Q19. What is Delta Lake and what problems does it solve?

from delta import DeltaTable
from pyspark.sql.functions import col

# Problem 1: ACID transactions on data lakes
# Without Delta: multiple writers corrupt files; reads during write return partial data
# With Delta: transaction log (JSON/_delta_log/) ensures ACID

# Problem 2: Schema enforcement & evolution
df.write.format("delta") \
    .option("mergeSchema", "true") \  # allow schema evolution
    .mode("append") \
    .save("s3://data-lake/orders/")

# Problem 3: Upserts (MERGE / CDC)
delta_table = DeltaTable.forPath(spark, "s3://data-lake/orders/")
delta_table.alias("target").merge(
    updates_df.alias("source"),
    "target.order_id = source.order_id"
).whenMatchedUpdate(set={
    "status": "source.status",
    "updated_at": "source.updated_at"
}).whenNotMatchedInsertAll().execute()

# Problem 4: Time travel (query historical versions)
df_yesterday = spark.read.format("delta") \
    .option("timestampAsOf", "2026-03-29") \
    .load("s3://data-lake/orders/")

df_version_5 = spark.read.format("delta") \
    .option("versionAsOf", 5) \
    .load("s3://data-lake/orders/")

# Problem 5: Audit trail
delta_table.history().show()  # see all versions and operations

# Problem 6: Data compaction (small files problem)
delta_table.optimize().executeCompaction()  # merge small files
delta_table.vacuum(retentionHours=168)      # delete old versions (7 days)

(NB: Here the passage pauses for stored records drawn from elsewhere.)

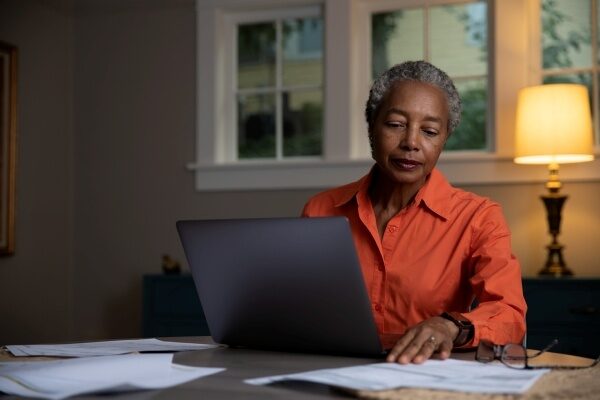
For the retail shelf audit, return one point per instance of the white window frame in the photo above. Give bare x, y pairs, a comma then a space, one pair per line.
512, 66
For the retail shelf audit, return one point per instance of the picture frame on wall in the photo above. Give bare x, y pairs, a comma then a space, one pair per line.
8, 146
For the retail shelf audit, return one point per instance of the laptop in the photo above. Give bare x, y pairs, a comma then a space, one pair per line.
291, 284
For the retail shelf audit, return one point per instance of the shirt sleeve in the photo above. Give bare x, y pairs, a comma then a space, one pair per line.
495, 277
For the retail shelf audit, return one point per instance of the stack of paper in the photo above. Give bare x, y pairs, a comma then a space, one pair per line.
464, 376
64, 378
105, 348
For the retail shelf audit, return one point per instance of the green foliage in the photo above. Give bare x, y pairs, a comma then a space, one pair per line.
470, 134
557, 45
308, 140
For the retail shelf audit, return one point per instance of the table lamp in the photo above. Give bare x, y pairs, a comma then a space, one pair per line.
554, 126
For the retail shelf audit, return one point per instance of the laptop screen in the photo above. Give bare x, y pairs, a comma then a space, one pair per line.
281, 283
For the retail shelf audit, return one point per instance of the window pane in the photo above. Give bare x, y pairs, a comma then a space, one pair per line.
458, 39
303, 52
396, 36
256, 126
470, 134
566, 33
302, 123
256, 55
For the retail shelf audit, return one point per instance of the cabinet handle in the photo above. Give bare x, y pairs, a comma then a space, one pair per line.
585, 310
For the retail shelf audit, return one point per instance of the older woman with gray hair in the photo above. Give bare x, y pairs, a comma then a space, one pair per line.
428, 251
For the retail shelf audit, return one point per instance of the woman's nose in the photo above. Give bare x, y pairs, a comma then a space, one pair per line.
410, 141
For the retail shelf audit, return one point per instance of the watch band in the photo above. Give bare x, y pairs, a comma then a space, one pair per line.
465, 327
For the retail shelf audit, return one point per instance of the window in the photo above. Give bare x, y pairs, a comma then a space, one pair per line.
259, 128
570, 43
450, 36
280, 86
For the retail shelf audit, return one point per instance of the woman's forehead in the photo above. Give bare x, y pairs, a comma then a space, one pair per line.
414, 95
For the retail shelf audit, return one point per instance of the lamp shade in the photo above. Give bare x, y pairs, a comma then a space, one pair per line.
554, 125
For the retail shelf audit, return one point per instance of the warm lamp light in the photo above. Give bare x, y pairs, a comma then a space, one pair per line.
554, 126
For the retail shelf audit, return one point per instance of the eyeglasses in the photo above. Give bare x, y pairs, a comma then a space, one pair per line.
516, 356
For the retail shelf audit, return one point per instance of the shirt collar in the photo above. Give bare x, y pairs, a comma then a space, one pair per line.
434, 195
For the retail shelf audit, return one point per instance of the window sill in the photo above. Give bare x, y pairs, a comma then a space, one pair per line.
461, 170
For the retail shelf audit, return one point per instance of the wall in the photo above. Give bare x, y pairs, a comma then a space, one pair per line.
35, 283
96, 210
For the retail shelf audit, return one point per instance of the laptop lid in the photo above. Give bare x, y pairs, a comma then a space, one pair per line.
281, 283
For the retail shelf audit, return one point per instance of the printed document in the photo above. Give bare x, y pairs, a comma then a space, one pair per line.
63, 378
104, 348
456, 375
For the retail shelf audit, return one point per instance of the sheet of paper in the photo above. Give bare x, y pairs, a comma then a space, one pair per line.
104, 348
70, 377
457, 375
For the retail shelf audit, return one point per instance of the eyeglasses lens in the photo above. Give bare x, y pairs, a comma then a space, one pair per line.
514, 355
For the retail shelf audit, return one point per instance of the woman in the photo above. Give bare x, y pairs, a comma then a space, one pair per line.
427, 250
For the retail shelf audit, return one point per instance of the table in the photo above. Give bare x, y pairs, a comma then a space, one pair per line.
247, 363
567, 309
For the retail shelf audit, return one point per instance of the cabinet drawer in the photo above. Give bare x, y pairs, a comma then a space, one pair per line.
563, 301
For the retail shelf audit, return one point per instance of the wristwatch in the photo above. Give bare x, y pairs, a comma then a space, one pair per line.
465, 327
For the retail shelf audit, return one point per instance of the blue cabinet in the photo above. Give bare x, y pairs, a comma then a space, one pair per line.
567, 309
171, 307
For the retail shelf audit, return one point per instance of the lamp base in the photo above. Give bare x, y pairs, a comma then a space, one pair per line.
555, 265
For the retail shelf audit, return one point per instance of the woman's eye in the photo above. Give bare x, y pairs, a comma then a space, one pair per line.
395, 124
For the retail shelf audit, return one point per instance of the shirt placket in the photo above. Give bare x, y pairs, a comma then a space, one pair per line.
389, 243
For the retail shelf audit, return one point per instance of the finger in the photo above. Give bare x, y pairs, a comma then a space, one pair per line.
400, 346
414, 347
428, 347
445, 348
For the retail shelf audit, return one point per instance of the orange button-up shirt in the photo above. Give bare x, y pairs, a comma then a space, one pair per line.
445, 249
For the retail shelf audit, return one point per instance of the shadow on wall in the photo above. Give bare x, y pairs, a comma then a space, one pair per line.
122, 317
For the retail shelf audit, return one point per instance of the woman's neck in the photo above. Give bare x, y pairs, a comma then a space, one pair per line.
389, 197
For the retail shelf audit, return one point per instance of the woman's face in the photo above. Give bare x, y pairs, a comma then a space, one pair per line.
410, 131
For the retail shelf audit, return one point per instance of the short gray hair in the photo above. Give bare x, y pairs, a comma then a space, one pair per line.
420, 71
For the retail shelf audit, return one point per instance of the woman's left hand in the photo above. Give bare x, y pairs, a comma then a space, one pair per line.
419, 342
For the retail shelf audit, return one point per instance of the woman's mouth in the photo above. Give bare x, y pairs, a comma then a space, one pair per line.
405, 164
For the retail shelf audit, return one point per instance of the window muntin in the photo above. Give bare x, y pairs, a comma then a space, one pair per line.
279, 91
452, 37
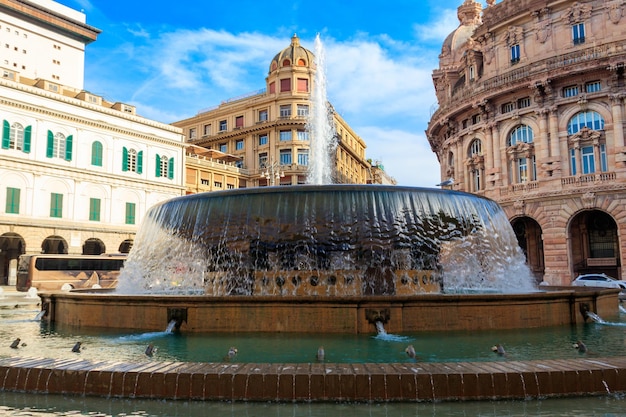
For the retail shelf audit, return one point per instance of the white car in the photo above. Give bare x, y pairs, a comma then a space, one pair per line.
598, 280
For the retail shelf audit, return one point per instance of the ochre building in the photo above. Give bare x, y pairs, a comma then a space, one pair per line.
264, 134
531, 114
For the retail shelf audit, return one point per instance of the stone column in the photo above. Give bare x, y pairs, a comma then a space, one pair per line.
554, 133
618, 124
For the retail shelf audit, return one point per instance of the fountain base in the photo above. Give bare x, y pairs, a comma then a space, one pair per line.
311, 314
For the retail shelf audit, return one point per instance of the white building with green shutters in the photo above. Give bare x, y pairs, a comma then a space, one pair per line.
77, 173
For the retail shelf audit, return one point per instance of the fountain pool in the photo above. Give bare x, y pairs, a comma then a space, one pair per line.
327, 264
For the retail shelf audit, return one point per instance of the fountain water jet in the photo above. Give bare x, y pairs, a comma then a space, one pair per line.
320, 125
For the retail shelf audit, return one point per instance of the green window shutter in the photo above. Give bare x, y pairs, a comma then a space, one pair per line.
94, 209
27, 135
56, 205
139, 162
13, 200
50, 144
96, 154
6, 135
130, 213
170, 169
124, 159
68, 147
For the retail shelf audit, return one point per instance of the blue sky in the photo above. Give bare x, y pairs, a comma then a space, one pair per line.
173, 59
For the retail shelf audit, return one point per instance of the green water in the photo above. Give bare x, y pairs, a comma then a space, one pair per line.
602, 339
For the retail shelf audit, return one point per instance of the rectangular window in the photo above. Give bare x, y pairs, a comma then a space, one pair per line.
285, 135
94, 209
515, 54
303, 157
285, 156
56, 205
523, 102
13, 200
589, 166
285, 85
570, 91
578, 33
508, 107
593, 87
303, 85
303, 110
522, 169
130, 213
285, 111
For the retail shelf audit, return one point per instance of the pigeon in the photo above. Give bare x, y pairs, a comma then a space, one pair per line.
499, 349
410, 351
580, 346
232, 352
446, 183
320, 354
150, 350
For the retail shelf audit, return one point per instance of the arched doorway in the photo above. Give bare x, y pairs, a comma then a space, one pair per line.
54, 244
12, 246
126, 246
594, 246
93, 246
528, 234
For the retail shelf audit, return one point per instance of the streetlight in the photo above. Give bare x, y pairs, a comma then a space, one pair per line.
273, 173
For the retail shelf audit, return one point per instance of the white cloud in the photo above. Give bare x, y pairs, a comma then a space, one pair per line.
440, 28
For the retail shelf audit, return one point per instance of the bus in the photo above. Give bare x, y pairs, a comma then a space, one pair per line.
52, 272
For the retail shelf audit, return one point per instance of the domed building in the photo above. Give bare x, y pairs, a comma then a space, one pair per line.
531, 114
263, 134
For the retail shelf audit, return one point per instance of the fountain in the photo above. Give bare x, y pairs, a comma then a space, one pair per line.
320, 125
336, 259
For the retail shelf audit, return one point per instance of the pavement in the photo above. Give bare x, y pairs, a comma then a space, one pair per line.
11, 298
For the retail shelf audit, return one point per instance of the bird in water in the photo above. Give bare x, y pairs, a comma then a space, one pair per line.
232, 352
320, 354
580, 346
150, 350
499, 349
410, 351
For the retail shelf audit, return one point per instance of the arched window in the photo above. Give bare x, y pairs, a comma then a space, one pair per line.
132, 160
476, 148
521, 134
522, 165
589, 119
59, 146
587, 151
96, 153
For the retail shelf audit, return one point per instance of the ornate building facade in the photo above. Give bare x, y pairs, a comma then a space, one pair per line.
265, 133
77, 172
531, 114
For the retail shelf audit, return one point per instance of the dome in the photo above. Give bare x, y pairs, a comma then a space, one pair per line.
469, 18
294, 54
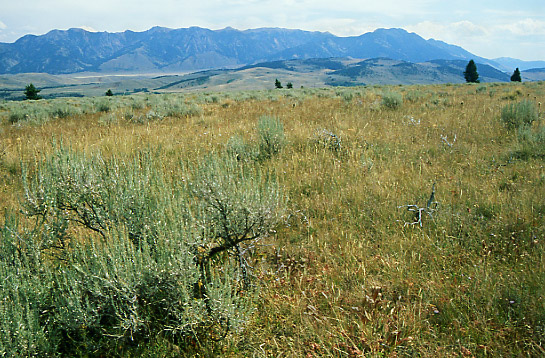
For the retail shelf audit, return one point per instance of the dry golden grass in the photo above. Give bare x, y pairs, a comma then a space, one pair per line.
344, 275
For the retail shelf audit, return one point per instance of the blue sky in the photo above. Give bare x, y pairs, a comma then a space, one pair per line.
489, 28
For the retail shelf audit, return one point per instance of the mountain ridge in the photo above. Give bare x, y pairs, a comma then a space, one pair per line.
164, 50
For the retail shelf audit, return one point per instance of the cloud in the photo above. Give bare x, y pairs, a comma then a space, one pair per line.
88, 28
525, 27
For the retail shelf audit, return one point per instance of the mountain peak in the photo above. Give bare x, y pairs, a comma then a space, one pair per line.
196, 48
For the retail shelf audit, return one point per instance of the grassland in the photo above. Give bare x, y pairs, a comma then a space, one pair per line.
349, 271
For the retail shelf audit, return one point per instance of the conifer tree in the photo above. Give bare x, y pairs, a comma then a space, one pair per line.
470, 73
516, 76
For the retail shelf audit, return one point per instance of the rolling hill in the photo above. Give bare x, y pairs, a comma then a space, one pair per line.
163, 50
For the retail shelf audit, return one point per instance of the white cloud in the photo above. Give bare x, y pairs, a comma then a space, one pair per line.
88, 28
526, 27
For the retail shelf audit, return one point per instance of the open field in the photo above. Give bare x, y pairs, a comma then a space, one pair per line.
340, 268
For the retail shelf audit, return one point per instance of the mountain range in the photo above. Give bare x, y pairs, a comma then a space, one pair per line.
164, 50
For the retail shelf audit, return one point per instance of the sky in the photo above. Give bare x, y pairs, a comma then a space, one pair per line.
488, 28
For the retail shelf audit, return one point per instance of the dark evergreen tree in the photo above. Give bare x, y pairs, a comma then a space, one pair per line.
470, 73
31, 92
516, 76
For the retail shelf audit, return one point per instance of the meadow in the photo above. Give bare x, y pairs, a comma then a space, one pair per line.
399, 221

Q20. What is Change Data Capture (CDC)? How do you implement it?

Approaches:

Approach	Method	Latency	Impact on Source
Log-based CDC	Read DB transaction logs (WAL)	Near real-time	Minimal
Trigger-based	DB triggers write to audit table	Low	High (per-row overhead)
Timestamp-based	Poll for records where updated_at > last_poll	Minutes	Moderate
Snapshot-based	Full table scan, compare to previous	Hours	High

Log-based CDC with Debezium (industry standard):

# docker-compose.yml
services:
  debezium:
    image: debezium/connect:latest
    config:
      connector.class: "io.debezium.connector.postgresql.PostgresConnector"
      database.hostname: "postgres"
      database.port: "5432"
      database.user: "replicator"
      database.password: "${DB_PASSWORD}"
      database.dbname: "production"
      database.server.name: "prod-postgres"
      table.include.list: "public.orders,public.customers"
      plugin.name: "pgoutput"
      publication.autocreate.mode: "filtered"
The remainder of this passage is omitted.